Rapprocher la France et la Chine

À L’OMBRE DES LIVRES

Désigner à l’attention d’autrui des auteurs parfois tombés dans l’oubli s’accompagne toutefois d’une réticence à sortir lui-même de l’obscurité, dont il affirme qu’elle lui conviendrait parfaitement pour peu qu’elle fût compatible avec sa nouvelle activité.
Contentons-nous de regretter ici que ce détachement ne l’incite pas à poursuivre plus avant l’activité littéraire des plus originales dont ont pu prendre connaissance comme par accident certains de ses correspondants.

S’il ne dédaigne pas les clas­siques pour la lec­ture, les per­son­nal­ités les plus représen­tées dans sa bib­lio­thèque per­son­nelle sont Emmanuel Peil­let et Pas­cal Pia. « C’est du reste qua­si tout ce qu’il m’arrive de con­serv­er en fait de pub­li­ca­tions rares, en par­tie pour des recherch­es personnelles.

Le reste, il faut le ven­dre, c’est la rai­son d’être de mon activ­ité, même si c’est par­fois déchi­rant de m’en sépar­er. Je suis marc­hand, pas collectionneur. »

Un com­merce comme les autres, alors ? « C’est cer­taine­ment dif­férent de cer­taines activ­ités com­mer­ciales, mais cela reste avant tout du com­merce, même si l’un de mes objec­tifs prin­ci­paux con­siste, à tra­vers cette activ­ité d’abord, à dévelop­per la con­nais­sance cul­turelle mutuelle entre la France et la Chine, au-delà de préjugés comme de pra­tiques dom­mage­ables qui sévis­sent toujours.
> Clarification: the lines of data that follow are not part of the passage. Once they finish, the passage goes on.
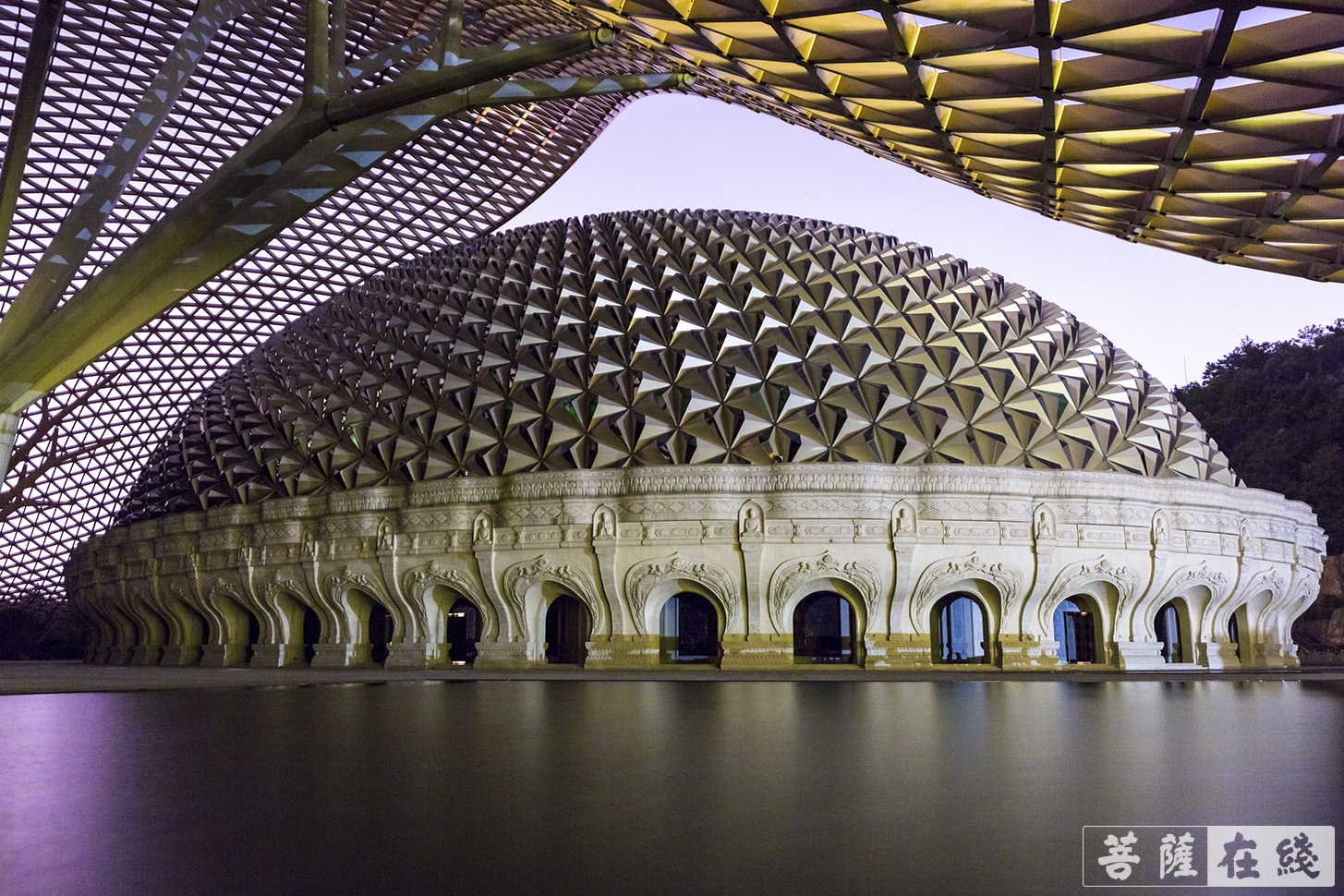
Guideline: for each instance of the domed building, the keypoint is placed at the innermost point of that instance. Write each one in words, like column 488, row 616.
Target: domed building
column 695, row 437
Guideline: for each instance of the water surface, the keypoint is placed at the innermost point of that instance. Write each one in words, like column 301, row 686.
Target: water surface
column 641, row 787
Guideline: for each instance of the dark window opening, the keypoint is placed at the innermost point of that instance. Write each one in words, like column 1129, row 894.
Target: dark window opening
column 1168, row 632
column 688, row 630
column 461, row 630
column 1074, row 633
column 380, row 632
column 566, row 630
column 312, row 633
column 962, row 629
column 824, row 629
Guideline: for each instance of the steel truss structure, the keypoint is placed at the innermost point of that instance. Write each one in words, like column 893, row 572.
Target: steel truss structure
column 1203, row 127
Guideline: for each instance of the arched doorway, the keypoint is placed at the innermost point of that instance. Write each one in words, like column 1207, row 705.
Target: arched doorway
column 688, row 629
column 312, row 632
column 1075, row 632
column 1167, row 624
column 461, row 632
column 567, row 627
column 960, row 624
column 380, row 632
column 824, row 629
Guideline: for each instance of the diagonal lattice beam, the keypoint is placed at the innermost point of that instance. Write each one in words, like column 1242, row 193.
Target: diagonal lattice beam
column 186, row 248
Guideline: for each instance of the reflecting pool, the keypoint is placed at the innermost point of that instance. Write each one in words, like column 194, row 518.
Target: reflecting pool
column 641, row 786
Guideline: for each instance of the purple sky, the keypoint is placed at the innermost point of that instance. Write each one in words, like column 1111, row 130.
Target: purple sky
column 1171, row 312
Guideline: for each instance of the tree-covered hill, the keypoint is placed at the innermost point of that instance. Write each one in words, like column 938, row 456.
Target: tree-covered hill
column 1277, row 411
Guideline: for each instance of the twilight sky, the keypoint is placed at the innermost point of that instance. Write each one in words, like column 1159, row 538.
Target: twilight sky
column 1171, row 312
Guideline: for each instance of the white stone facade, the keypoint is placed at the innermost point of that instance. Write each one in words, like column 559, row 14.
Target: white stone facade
column 231, row 585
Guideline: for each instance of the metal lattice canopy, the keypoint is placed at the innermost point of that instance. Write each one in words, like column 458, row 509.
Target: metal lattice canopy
column 1208, row 127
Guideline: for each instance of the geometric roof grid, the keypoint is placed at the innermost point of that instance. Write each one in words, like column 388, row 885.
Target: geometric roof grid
column 1205, row 127
column 653, row 339
column 1211, row 127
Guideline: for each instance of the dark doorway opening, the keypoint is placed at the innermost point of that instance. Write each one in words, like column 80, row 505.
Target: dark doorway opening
column 461, row 630
column 380, row 632
column 253, row 635
column 1168, row 632
column 824, row 627
column 312, row 633
column 1075, row 633
column 688, row 629
column 962, row 624
column 567, row 629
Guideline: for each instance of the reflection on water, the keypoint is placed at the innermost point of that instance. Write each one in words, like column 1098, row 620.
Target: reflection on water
column 640, row 787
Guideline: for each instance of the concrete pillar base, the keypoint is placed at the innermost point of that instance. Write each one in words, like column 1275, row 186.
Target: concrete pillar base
column 277, row 654
column 180, row 654
column 336, row 654
column 410, row 654
column 145, row 654
column 502, row 654
column 623, row 652
column 1222, row 654
column 898, row 652
column 1028, row 653
column 757, row 652
column 1140, row 654
column 1275, row 656
column 224, row 654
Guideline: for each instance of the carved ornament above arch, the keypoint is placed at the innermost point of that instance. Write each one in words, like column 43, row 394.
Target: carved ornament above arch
column 791, row 576
column 644, row 578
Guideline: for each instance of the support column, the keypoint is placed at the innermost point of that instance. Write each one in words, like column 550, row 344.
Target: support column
column 1027, row 652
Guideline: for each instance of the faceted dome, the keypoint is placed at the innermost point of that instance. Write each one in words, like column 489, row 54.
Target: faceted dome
column 670, row 337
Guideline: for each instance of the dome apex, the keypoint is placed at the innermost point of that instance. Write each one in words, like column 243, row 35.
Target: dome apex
column 670, row 337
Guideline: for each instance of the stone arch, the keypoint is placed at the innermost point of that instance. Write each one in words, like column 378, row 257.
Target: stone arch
column 531, row 586
column 285, row 599
column 1184, row 639
column 234, row 626
column 856, row 580
column 976, row 594
column 998, row 585
column 1254, row 594
column 1198, row 585
column 422, row 586
column 650, row 583
column 191, row 627
column 350, row 624
column 152, row 629
column 1105, row 583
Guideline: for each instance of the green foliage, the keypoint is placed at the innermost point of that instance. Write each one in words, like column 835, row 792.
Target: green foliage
column 1277, row 411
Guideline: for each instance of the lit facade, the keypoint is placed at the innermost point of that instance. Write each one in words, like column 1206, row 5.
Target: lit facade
column 826, row 445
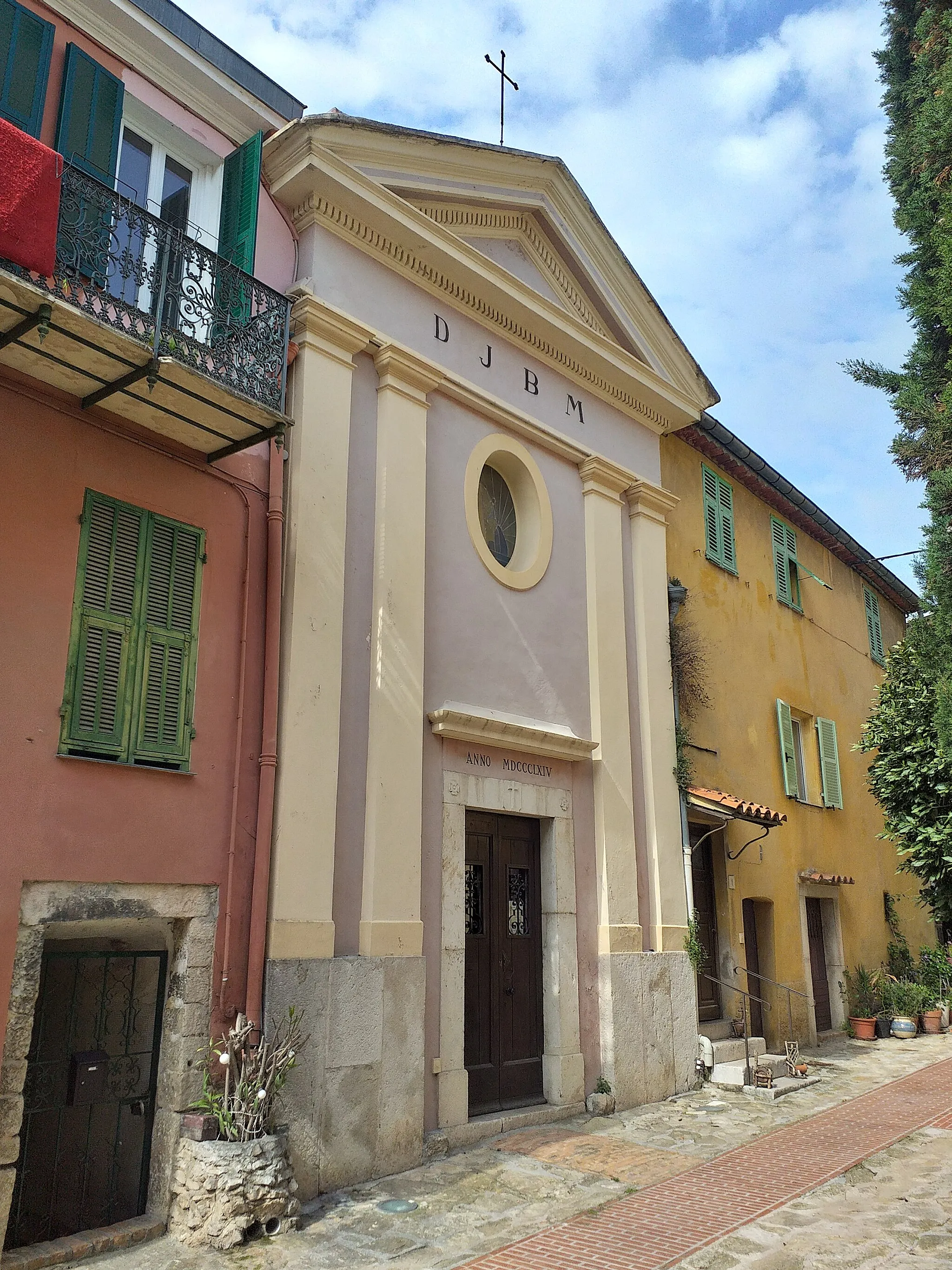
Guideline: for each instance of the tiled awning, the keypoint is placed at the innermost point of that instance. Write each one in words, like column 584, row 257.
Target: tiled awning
column 734, row 808
column 826, row 879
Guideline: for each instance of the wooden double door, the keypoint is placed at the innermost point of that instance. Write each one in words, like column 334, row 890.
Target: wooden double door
column 503, row 1022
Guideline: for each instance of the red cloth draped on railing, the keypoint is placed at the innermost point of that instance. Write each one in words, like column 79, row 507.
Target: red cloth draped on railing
column 31, row 176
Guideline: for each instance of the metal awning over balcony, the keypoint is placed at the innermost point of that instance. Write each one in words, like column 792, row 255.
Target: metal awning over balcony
column 150, row 324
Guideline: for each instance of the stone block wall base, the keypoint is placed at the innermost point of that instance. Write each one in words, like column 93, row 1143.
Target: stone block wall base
column 221, row 1190
column 649, row 1014
column 87, row 1244
column 355, row 1102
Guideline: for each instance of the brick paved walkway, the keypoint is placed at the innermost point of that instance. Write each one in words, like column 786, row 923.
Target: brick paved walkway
column 667, row 1222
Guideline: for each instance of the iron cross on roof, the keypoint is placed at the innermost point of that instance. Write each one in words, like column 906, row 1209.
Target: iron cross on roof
column 503, row 80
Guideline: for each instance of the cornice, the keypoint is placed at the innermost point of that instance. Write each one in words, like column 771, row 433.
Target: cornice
column 320, row 188
column 650, row 501
column 602, row 477
column 183, row 86
column 332, row 331
column 319, row 210
column 521, row 224
column 526, row 736
column 400, row 369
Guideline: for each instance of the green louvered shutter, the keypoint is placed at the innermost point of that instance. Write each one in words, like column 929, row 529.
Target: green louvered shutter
column 169, row 645
column 102, row 648
column 829, row 764
column 91, row 116
column 725, row 519
column 780, row 560
column 238, row 226
column 789, row 755
column 874, row 628
column 26, row 46
column 713, row 520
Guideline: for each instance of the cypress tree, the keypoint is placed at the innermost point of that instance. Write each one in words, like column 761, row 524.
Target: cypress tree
column 916, row 69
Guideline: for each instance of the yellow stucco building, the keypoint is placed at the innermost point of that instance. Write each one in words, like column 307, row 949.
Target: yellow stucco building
column 791, row 618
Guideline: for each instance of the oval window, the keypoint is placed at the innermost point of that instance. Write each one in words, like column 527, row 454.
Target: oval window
column 497, row 515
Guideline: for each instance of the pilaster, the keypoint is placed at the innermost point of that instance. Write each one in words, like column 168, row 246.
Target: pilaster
column 603, row 485
column 648, row 508
column 303, row 865
column 390, row 911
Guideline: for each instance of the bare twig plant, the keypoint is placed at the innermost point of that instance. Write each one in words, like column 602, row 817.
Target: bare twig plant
column 243, row 1097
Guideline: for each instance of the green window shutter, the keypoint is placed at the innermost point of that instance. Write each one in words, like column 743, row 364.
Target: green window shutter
column 725, row 517
column 780, row 560
column 789, row 756
column 171, row 643
column 829, row 764
column 102, row 644
column 719, row 520
column 874, row 628
column 26, row 46
column 91, row 116
column 713, row 520
column 238, row 226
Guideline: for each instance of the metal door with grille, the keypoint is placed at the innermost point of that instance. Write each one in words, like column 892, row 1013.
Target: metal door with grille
column 89, row 1097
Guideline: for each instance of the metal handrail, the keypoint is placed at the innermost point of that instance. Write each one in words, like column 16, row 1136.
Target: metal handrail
column 744, row 998
column 149, row 281
column 787, row 990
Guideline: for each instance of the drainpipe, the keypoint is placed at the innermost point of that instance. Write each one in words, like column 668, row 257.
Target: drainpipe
column 270, row 734
column 677, row 595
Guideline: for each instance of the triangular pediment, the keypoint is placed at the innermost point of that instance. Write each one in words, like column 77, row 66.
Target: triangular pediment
column 515, row 239
column 507, row 235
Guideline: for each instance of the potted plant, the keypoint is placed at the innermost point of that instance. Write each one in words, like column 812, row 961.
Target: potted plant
column 860, row 996
column 906, row 1001
column 240, row 1184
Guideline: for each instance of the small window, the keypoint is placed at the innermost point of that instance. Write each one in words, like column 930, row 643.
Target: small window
column 497, row 515
column 134, row 645
column 719, row 520
column 874, row 628
column 785, row 563
column 26, row 45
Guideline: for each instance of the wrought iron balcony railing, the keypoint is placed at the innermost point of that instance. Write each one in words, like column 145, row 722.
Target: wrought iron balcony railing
column 149, row 281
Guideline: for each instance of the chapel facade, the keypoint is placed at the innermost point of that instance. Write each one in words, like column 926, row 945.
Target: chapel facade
column 478, row 880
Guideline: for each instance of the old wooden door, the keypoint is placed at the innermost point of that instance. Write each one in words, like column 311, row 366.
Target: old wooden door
column 709, row 995
column 818, row 965
column 503, row 1020
column 753, row 964
column 89, row 1097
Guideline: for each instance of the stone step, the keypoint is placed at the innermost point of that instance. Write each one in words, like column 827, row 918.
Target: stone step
column 718, row 1029
column 782, row 1086
column 730, row 1076
column 733, row 1051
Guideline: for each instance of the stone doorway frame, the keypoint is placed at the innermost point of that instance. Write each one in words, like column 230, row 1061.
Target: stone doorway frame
column 833, row 949
column 91, row 911
column 563, row 1064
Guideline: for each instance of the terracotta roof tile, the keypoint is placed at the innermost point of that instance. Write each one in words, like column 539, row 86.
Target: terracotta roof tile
column 742, row 808
column 831, row 879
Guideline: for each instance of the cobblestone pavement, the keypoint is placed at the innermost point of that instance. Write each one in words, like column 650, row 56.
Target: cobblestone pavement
column 478, row 1201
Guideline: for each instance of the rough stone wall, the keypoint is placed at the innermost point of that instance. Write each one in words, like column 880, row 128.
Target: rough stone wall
column 191, row 912
column 355, row 1103
column 654, row 1025
column 224, row 1189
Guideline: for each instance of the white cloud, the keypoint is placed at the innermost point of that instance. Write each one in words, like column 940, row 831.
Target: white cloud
column 744, row 186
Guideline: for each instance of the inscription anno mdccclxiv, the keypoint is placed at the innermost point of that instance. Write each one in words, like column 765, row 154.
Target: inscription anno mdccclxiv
column 509, row 765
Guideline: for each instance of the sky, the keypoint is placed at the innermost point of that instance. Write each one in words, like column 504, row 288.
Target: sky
column 733, row 148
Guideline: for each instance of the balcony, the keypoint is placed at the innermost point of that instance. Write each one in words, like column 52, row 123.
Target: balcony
column 150, row 323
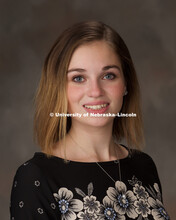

Quand j’ai com­pris qu’il fal­lait m’établir à mon compte pour réalis­er cela, si j’ai rad­i­cale­ment changé de milieu, mon activ­ité con­stitue le pro­longe­ment naturel de ce que j’envisageais de faire à l’Université. »

Transmettre l’enthousiasme

Ses pro­jets ? D’abord, la dif­fu­sion d’un cat­a­logue aux notices éru­dites, en cours de final­i­sa­tion, non seule­ment en France, mais égale­ment en Chine, à la faveur d’un voy­age esti­val au cours duquel il ren­con­tr­era des par­ti­c­uliers comme des représen­tants d’institutions.

Puis la rédac­tion de textes péd­a­gogiques en deux langues expli­quant les pra­tiques française et chi­noise autour des livres et des auto­graphes ain­si que l’importance his­torique et pat­ri­mo­ni­ale des ouvrages et doc­u­ments qu’il espère aider à faire mieux con­naître tout en leur per­me­t­tant de trou­ver la place idéale au sein d’une col­lec­tion dans laque­lle ils seront mis en valeur comme ils le méritent.

Nul doute qu’il ne garde en réserve quelque ini­tia­tive sur­prenante, mais nous n’en saurons pas davan­tage pour le moment.

Après plus de deux ans de tra­vail dans une direc­tion qui sus­ci­tait le scep­ti­cisme général, la sat­is­fac­tion d’avoir eu rai­son se lit sur son vis­age, mais c’est aus­si l’enthousiasme devant les pos­si­bil­ités que cela représente et les tâch­es qui se dressent devant lui qu’il transmet.